Interviews

‘I CAN’T ACT NUDE FOR ANY REASON’- Elsie Eluwa

Fair skinned Elsie Eluwa is a United Kingdom returnee set to take the make believe industry by storm. Her performance ‎​​​in Desmond Elliot’s Finding Mercy has earned her a place ‎​​​in entertainment lover’s heart. ENCOMIUM Weekly had an interview with her on her foray into acting.

 

Can we meet you?

My name is Elsie Eluwa, a proud Nigerian. I am from Abia State. I was born and raised in Ibadan. I attended Staff School, Ibadan for my primary education, International School Ibadan (ISI) for my secondary education, then went to University of Lagos, where I had a diploma in Sociology.

I left for England where I got my university degree in Accounting from the University of Wales. After I graduated, I immediately went to London School of Beauty and Makeup and started to fuel my love for Fashion.

How was growing up?

I am of the opinion that I have the best parents in the world. I am from a typical middle class family. I am the last child of my parents. My father was a non academic staff in the University of Ibadan, later, he went to work with the United Nations Development Programme (UNDP).

My mom was an interior decorator and a contractor. I grew up comfortable, especially being the last child. The most important thing my parents gave me was very good education. I had a great time growing. I had and still have a lot of love at home. In that aspect I am truly blessed. I have the best parents, best siblings.

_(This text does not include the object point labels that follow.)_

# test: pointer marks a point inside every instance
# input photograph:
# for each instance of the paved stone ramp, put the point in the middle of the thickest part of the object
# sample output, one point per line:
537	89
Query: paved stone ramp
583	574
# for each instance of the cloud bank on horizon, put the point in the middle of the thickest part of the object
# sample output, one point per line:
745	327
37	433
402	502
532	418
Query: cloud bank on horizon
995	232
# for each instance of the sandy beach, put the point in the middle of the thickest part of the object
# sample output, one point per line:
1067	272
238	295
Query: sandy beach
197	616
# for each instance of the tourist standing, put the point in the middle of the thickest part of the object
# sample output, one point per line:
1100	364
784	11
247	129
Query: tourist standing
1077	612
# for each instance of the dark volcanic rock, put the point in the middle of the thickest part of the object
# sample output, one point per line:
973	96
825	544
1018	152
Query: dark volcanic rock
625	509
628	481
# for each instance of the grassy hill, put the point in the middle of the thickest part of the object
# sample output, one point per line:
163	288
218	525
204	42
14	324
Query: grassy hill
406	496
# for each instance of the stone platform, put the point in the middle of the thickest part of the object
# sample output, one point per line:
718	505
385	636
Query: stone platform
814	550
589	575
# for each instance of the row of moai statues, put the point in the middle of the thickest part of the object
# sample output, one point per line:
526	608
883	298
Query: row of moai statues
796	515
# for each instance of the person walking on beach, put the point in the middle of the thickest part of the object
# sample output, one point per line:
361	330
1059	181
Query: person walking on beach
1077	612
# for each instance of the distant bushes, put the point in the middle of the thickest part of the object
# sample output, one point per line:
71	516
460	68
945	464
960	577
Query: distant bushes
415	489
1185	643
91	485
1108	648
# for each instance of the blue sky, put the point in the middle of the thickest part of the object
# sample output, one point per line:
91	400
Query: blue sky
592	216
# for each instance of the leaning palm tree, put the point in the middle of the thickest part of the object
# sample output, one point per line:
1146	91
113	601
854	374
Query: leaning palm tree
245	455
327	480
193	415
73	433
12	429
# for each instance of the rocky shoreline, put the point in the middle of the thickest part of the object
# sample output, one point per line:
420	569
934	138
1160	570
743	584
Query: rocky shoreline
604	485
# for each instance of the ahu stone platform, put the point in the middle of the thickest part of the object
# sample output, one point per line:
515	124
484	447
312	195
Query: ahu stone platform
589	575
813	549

download (4)How did your journey into acting start?

My journey into acting began like that of a lot of people in the entertainment industry. I started very young from church and took it into school. I became a very active member of the drama team, both in church and in school. I did one stage drama in the late 90’s As the sun comes down.

That got a lot of hype. But it was about that time I went off to the university and then dabbled more into presenting and media. But throughout this process, everywhere I went, I was just being me but people would ask me if I was into acting. I knew I had a creative streak for a long time, so after I left school, I went in pursuit of creative fulfillment.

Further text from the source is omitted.